El elenco, en cambio, no es homogéneo. Diera la impresión que el Complejo teatral de Buenos Aires ya contaba con el elenco con contrato firmado antes de decidir qué obra se realizaría, y se acomodaron los actores "a presión" a los personajes del texto. Hay quienes se lucen más que otros, como el caso de Pepe Novoa interpretando con toda simpatía a un dandy porteño de avanzada edad, que brinda los consejos propios de un hombre con mucha experiencia en la vida; el de María Ibarreta, como la amiga no tan incondicional de Clara; y no puede dejarse de mencionar la solidez de Víctor Hugo Vieyra, quien en el papel de Miguel logra uno de los momentos más tensos y emotivos de la obra cuando confiesa su devoción y desilusión frente a la mujer por la que se siente engañado. Pero así como la actuación de Vieyra estimula y potencia la de la protagonista, la de Pablo Cedrón la opaca. Este actor, también de larga trayectoria, encarna a Ezequiel, aquel marido que abandonara a su familia quince años atrás y amenaza ahora con quitarle a Clara a su hija argumentando que su estilo de vida licencioso es dañido para la pequeña. No puede decirse que en este caso se perciba un trabajo de preparación del personaje, una composición. Cedrón se limita a decir su letra, en ocasiones casi tartamudeando y hasta con problemas de dicción. No es creíble, no queda claro qué matices quiere darle a su personaje. Pareciera que se hubiera limitado a estudiar la letra de memoria, bajar la cabeza y pronunciarla. 
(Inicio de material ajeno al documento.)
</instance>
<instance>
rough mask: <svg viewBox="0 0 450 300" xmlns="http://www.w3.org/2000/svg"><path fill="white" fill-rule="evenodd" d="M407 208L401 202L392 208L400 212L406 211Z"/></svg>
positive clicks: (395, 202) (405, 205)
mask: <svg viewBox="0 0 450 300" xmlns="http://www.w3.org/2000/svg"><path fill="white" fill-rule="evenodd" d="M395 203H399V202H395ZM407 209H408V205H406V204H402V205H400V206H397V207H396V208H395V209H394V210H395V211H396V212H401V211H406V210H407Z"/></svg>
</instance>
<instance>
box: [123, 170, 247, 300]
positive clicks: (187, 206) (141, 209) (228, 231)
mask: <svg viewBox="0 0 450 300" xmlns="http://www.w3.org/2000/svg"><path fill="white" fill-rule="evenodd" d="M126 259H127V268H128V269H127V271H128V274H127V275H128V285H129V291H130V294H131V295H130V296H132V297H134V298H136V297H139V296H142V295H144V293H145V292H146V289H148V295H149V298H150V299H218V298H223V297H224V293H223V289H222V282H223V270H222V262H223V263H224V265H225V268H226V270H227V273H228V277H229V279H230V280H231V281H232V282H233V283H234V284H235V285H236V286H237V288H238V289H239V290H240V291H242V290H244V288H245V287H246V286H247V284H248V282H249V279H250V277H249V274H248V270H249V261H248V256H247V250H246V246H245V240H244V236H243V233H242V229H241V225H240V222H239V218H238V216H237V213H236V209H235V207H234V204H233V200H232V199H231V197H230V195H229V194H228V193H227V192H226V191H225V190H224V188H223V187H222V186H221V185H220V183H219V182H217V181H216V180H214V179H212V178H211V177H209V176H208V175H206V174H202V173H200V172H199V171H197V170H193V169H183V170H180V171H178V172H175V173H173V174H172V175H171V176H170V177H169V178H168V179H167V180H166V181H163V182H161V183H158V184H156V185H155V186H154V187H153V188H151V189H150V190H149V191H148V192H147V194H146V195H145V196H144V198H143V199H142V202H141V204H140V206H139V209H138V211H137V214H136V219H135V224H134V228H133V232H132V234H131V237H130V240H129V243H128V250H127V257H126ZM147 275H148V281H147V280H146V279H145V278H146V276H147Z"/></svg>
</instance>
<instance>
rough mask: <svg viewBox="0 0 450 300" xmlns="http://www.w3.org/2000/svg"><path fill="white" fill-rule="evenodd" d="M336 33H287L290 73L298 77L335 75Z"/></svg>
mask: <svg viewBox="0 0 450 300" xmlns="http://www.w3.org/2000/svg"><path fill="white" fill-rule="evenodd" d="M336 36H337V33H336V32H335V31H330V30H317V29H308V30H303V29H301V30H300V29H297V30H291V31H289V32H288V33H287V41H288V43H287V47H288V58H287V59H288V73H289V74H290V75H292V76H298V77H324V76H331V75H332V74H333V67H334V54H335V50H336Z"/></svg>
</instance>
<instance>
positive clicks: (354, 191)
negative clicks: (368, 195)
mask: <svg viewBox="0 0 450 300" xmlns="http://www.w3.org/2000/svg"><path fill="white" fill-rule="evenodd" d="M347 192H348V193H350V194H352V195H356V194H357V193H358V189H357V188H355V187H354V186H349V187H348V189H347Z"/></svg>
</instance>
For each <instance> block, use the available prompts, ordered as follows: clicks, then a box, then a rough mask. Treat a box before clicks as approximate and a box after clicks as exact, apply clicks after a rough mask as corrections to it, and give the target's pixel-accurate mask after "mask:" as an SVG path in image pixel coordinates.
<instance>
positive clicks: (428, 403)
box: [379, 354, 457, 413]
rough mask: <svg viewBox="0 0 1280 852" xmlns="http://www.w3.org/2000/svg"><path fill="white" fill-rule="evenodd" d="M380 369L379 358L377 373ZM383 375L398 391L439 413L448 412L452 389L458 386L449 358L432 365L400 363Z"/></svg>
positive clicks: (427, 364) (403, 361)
Por su parte, Esteban Prol realiza un trabajo esteriotipado como el amigo afectado y confidente de Clara, y entra y sale de escena sin conectarse con los otros actores, sin crear los vínculos que propone la historia.
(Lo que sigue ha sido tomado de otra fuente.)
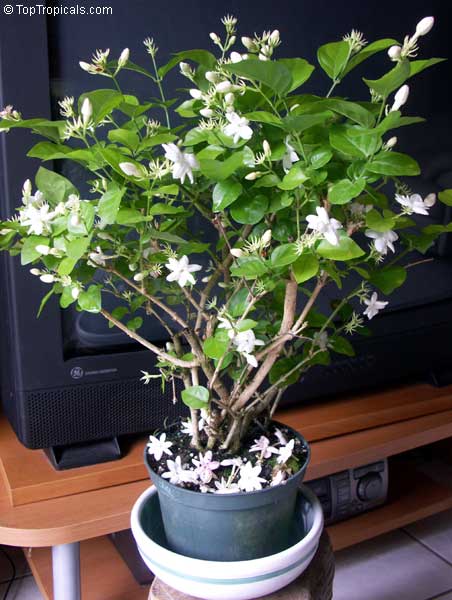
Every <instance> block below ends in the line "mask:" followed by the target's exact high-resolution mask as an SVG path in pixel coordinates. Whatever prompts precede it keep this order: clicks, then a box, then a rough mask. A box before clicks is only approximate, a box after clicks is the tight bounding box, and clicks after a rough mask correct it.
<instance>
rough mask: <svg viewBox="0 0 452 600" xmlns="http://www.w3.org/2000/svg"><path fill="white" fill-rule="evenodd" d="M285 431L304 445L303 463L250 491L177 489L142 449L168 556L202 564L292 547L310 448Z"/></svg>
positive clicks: (245, 558) (233, 558)
mask: <svg viewBox="0 0 452 600" xmlns="http://www.w3.org/2000/svg"><path fill="white" fill-rule="evenodd" d="M275 424H277V425H279V426H281V424H280V423H275ZM284 427H287V426H286V425H284ZM287 428H288V429H289V430H290V432H291V433H292V435H293V436H294V437H297V438H298V439H299V440H300V441H301V442H302V444H303V445H304V446H305V447H306V449H307V454H306V461H305V464H304V465H303V466H302V467H301V469H300V470H299V471H298V472H297V473H295V475H292V477H290V478H289V479H287V480H286V482H285V483H284V484H283V485H278V486H275V487H271V488H266V489H264V490H259V491H256V492H242V493H238V494H203V493H201V492H194V491H191V490H186V489H183V488H181V487H178V486H176V485H173V484H172V483H169V482H168V481H167V480H165V479H163V478H162V477H160V476H159V475H157V473H155V472H154V471H153V470H152V469H151V468H150V466H149V462H148V456H149V455H148V453H147V449H146V448H145V453H144V461H145V464H146V466H147V469H148V471H149V475H150V477H151V479H152V481H153V483H154V485H155V486H156V488H157V492H158V496H159V501H160V507H161V512H162V518H163V525H164V528H165V534H166V537H167V542H168V545H169V547H170V548H171V549H172V550H173V551H174V552H177V553H178V554H184V555H185V556H189V557H191V558H199V559H203V560H216V561H240V560H252V559H255V558H262V557H263V556H269V555H270V554H275V553H276V552H281V551H282V550H284V549H286V548H288V547H289V546H290V545H291V544H292V541H293V538H292V536H293V529H294V513H295V505H296V499H297V490H298V487H299V485H300V483H301V482H302V480H303V477H304V474H305V472H306V467H307V466H308V463H309V458H310V449H309V446H308V444H307V442H306V441H305V439H304V438H303V437H302V436H301V435H300V434H299V433H297V432H296V431H295V430H293V429H291V428H290V427H287Z"/></svg>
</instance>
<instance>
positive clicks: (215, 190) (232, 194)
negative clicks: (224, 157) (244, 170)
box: [212, 179, 242, 212]
mask: <svg viewBox="0 0 452 600" xmlns="http://www.w3.org/2000/svg"><path fill="white" fill-rule="evenodd" d="M241 193H242V186H241V185H240V183H239V182H238V181H233V180H231V179H226V180H225V181H220V182H218V183H217V184H216V185H215V187H214V188H213V194H212V199H213V211H214V212H219V211H221V210H224V209H225V208H226V207H228V206H229V205H230V204H232V203H233V202H235V201H236V200H237V198H238V197H239V196H240V194H241Z"/></svg>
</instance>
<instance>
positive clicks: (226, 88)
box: [215, 81, 232, 94]
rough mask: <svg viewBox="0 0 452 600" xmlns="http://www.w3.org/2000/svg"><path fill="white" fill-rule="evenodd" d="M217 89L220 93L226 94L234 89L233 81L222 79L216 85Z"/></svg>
mask: <svg viewBox="0 0 452 600" xmlns="http://www.w3.org/2000/svg"><path fill="white" fill-rule="evenodd" d="M215 90H216V91H217V92H218V93H220V94H225V93H226V92H230V91H231V90H232V83H231V82H230V81H221V82H220V83H218V84H217V85H216V86H215Z"/></svg>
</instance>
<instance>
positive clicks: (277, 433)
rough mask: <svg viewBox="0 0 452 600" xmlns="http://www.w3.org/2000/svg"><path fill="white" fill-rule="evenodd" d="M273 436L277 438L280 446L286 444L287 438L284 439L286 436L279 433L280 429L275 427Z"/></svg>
mask: <svg viewBox="0 0 452 600" xmlns="http://www.w3.org/2000/svg"><path fill="white" fill-rule="evenodd" d="M275 436H276V437H277V438H278V442H279V443H280V444H281V445H282V446H285V445H286V444H287V438H286V436H285V435H284V434H283V432H282V431H281V429H278V428H277V427H276V428H275Z"/></svg>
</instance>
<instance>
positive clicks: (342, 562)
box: [0, 511, 452, 600]
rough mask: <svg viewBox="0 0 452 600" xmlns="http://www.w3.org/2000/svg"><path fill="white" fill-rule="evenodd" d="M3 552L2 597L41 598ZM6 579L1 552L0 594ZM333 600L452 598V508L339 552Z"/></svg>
mask: <svg viewBox="0 0 452 600" xmlns="http://www.w3.org/2000/svg"><path fill="white" fill-rule="evenodd" d="M6 550H7V551H8V553H9V554H10V556H11V558H13V560H14V562H15V564H16V570H17V575H18V579H17V581H15V582H14V584H13V586H12V588H11V591H10V593H9V595H8V598H7V600H42V596H41V594H40V592H39V590H38V588H37V586H36V583H35V581H34V579H33V576H32V575H31V574H30V571H29V569H28V566H27V564H26V561H25V559H24V557H23V554H22V552H21V551H20V550H17V549H14V548H6ZM10 577H11V567H10V565H9V564H8V562H7V560H6V559H5V557H4V555H3V554H2V552H0V598H3V595H4V593H5V591H6V588H7V581H8V579H9V578H10ZM99 600H102V598H99ZM333 600H452V511H446V512H444V513H441V514H439V515H435V516H434V517H430V518H428V519H425V520H424V521H420V522H418V523H415V524H413V525H410V526H409V527H407V528H405V529H401V530H398V531H394V532H391V533H388V534H386V535H382V536H380V537H379V538H376V539H374V540H369V541H368V542H363V543H362V544H359V545H357V546H354V547H353V548H349V549H347V550H343V551H342V552H338V553H337V554H336V577H335V580H334V599H333Z"/></svg>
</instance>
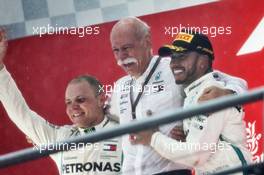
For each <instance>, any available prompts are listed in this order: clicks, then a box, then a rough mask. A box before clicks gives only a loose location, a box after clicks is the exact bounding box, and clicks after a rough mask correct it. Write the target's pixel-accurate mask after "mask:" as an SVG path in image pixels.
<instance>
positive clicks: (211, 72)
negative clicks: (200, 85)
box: [184, 72, 214, 94]
mask: <svg viewBox="0 0 264 175" xmlns="http://www.w3.org/2000/svg"><path fill="white" fill-rule="evenodd" d="M212 75H213V72H210V73H208V74H205V75H203V76H202V77H200V78H199V79H197V80H195V81H194V82H192V83H191V84H190V85H188V86H187V87H186V88H185V89H184V92H185V94H188V93H190V91H192V90H193V89H195V88H196V87H198V86H200V85H201V84H202V83H203V82H204V81H207V80H208V79H212V78H213V79H214V77H213V76H212Z"/></svg>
Tampoco pareciera apropiada la elección de Martín Slipak como el "gigoló".  Su trabajo parece forzado, una maquieta de lo que debería ser un joven tanguero seductor cuya virilidad encendiera la pasión de nuestra heroína al punto de derrumbar el tenue equilibrio que por años había logrado. 
Pero, en conjunto, el producto funciona, satisface. El texto es bello, tiene una cadencia de gran armonía. Entre tantas puestas en cartel donde el lenguaje soez es uno de los protagonistas, el purismo a la hora de expresarse puede resultar un respiro.
Como todo texto rico, genera debate. Algunos se apiadarán de Clara, juzgada por todos los que la rodean, hasta sus seres más queridos. Otros dirán que ella es la única responsable de sus desdichas. O sea, como nos suele pasar con Nora, o con la Sra. Warren, con Anna Karenina o con Madame Bovary.